Vietnam has confirmed that Kim will arrive for an official goodwill visit as well as the summit with Trump, but has released no further details regarding the location of meetings.
A Reuters witness saw Vietnamese soldiers in camouflaged fatigues sweeping the area around the Metropole with a metal detector. Its potted plants were thoroughly checked.
Teams of soldiers were also seen busy on nearby rooftops, installing radio devices and equipment under camouflaged webbing.
Prime Minister Nguyen Xuan Phuc has ordered that security should be a top priority for the summit, the government said in a post on its website.
The Southeast Asian country is relishing its role as peace maker, seeing it as an opportunity to burnish its international standing and balance it foreign ties.
Vietnam has pushed U.S. and North Korean security services to work closely to prepare for the summit, a senior Vietnamese security official told Reuters.

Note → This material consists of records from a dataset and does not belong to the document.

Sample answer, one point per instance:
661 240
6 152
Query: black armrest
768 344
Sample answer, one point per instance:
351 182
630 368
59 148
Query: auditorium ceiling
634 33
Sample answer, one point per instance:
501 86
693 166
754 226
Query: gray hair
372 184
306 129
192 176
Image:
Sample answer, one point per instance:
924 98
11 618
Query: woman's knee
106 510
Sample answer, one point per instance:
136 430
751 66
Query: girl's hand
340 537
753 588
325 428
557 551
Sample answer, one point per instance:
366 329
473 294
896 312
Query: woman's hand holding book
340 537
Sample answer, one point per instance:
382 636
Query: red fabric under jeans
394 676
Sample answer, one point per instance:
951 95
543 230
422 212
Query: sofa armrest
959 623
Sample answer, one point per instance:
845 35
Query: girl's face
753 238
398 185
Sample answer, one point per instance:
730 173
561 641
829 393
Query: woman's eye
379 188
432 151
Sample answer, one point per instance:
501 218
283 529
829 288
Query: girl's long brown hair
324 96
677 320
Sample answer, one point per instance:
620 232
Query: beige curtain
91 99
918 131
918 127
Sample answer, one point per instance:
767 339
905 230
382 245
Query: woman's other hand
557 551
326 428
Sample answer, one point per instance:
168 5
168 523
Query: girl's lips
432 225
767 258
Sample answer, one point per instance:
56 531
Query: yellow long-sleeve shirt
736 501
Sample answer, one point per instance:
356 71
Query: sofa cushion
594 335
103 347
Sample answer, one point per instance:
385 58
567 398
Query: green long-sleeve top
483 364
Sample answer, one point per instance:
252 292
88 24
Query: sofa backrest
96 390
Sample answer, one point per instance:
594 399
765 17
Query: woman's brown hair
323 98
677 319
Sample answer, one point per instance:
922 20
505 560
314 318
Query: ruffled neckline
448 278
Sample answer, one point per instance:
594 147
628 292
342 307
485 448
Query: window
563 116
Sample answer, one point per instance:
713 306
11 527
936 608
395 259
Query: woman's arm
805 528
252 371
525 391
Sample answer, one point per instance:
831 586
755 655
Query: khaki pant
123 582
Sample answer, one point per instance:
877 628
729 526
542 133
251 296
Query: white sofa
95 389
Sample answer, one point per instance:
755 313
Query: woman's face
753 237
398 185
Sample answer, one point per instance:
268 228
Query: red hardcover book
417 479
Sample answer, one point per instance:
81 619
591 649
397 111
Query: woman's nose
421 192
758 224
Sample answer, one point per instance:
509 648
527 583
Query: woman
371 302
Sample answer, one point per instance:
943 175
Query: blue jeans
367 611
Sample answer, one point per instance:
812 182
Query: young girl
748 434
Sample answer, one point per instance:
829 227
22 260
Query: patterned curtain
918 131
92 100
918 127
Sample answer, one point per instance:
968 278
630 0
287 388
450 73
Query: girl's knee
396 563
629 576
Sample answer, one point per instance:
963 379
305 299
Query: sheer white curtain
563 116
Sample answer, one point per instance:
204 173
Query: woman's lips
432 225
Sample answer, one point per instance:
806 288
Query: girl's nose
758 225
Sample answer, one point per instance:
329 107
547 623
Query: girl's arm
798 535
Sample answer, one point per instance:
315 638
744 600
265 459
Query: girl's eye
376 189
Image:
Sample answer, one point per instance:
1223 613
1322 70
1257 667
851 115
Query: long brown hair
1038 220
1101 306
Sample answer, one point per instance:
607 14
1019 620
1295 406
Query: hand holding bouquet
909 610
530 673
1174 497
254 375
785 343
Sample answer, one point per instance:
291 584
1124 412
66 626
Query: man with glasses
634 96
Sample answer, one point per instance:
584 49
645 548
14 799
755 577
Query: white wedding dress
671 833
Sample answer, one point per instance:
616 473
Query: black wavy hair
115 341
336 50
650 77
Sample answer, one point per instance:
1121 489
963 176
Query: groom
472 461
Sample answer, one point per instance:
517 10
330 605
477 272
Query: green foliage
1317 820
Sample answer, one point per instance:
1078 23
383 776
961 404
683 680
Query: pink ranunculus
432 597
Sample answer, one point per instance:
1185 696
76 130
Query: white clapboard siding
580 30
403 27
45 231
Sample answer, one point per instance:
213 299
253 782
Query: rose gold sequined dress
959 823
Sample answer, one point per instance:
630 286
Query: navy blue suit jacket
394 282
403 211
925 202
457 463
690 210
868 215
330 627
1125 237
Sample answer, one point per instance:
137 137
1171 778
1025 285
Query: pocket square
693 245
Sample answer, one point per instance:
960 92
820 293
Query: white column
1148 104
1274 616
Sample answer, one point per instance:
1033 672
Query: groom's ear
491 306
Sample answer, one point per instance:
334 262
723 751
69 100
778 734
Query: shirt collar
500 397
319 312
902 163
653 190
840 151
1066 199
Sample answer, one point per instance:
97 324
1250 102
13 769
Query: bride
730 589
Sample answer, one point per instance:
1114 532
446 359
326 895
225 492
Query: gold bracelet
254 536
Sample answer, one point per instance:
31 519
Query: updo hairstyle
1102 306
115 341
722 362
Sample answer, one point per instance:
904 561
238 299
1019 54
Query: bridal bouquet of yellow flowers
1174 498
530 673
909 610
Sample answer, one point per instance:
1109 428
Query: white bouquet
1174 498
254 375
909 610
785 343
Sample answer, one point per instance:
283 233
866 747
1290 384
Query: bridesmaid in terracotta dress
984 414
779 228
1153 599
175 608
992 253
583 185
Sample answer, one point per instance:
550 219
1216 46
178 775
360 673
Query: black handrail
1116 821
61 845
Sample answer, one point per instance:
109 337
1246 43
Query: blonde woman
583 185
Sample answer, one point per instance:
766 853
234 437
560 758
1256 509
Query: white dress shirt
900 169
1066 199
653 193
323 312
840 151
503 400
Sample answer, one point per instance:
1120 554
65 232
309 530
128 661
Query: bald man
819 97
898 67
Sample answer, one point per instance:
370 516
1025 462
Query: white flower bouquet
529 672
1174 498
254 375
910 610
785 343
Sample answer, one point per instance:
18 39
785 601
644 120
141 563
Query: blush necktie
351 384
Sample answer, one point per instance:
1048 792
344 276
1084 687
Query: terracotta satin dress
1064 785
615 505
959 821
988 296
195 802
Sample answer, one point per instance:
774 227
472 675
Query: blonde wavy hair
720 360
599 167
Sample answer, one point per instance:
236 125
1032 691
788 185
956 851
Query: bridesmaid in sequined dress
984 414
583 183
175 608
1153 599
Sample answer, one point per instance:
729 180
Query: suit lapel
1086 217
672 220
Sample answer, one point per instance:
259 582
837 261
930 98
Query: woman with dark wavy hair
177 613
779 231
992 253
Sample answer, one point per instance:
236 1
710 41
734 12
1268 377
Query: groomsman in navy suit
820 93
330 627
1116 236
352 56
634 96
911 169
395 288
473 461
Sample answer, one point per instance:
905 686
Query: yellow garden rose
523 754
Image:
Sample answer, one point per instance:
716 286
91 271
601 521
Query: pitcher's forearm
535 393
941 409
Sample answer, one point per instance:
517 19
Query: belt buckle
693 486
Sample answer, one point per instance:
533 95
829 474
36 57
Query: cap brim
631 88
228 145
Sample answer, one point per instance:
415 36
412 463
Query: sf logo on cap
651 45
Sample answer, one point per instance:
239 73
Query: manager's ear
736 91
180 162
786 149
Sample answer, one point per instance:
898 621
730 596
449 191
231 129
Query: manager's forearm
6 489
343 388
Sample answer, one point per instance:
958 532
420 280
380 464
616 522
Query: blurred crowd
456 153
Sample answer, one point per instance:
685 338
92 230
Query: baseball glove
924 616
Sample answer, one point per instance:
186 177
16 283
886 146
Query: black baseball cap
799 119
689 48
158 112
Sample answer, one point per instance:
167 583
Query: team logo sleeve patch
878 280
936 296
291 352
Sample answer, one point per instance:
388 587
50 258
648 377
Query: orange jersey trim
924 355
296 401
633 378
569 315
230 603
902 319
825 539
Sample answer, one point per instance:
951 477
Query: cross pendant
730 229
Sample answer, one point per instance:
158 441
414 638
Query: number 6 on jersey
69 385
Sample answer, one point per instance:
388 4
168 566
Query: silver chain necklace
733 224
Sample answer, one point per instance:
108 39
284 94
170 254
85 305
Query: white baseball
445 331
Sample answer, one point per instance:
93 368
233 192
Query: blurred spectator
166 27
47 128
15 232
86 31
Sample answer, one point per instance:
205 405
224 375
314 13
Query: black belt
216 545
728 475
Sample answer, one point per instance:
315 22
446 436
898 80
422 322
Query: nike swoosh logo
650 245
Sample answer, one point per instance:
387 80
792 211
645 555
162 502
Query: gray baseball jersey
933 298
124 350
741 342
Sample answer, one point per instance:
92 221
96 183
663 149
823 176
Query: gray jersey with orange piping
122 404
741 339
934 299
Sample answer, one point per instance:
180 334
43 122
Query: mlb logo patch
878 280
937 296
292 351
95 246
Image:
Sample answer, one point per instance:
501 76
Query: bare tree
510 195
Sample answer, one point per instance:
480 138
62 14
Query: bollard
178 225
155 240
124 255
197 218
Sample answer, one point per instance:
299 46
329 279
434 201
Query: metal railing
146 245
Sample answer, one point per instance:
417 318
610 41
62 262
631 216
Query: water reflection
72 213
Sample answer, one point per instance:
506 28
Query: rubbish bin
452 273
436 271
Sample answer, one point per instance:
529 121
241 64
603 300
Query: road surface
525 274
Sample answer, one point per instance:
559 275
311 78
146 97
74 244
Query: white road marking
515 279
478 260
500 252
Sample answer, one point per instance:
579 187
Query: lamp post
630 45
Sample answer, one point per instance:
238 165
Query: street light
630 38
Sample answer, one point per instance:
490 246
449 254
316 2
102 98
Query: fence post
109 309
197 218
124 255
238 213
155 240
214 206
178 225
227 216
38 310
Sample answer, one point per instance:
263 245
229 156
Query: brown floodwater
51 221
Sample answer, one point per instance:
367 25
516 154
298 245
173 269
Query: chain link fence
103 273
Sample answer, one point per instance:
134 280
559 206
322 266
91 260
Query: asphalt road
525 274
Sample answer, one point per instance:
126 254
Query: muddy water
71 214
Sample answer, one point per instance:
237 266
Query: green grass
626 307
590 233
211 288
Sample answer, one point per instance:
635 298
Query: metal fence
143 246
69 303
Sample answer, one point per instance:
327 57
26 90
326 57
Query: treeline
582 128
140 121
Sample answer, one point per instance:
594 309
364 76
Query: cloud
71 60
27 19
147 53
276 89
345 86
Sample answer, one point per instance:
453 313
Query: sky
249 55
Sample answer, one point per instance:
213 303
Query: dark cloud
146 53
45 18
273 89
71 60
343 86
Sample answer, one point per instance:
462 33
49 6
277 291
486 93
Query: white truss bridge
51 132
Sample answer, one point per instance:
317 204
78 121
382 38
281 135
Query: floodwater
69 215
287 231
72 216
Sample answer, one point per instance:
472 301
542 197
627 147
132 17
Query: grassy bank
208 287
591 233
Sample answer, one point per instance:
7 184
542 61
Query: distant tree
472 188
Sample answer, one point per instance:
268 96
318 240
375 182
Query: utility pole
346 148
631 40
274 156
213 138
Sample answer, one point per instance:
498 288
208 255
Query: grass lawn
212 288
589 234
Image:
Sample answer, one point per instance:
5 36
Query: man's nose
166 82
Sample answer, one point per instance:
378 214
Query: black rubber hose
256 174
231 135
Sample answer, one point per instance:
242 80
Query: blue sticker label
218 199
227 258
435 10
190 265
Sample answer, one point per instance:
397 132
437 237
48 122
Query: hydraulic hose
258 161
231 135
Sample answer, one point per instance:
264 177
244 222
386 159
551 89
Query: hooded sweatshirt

Media published photographs taken at Hanoi’s Noi Bai International Airport showing a North Korean cargo plane with its loading door open and the security men filing off onto the tarmac.
Some banners proclaiming the summit have gone up along Hanoi’s tree-lined streets and some lamp posts are decked with North Korean, Vietnamese and U.S. flags fluttering above a handshake design, but apart from that, for now at least, life goes on as normal.
Motorists have been warned to expect road closures when the leaders are in town.
Security at the train station in the town of Dang Dong, on the Chinese border where Kim is expected arrive by train, has also been stepped up.
Vietnamese soldiers were seen patrolling its streets on Sunday.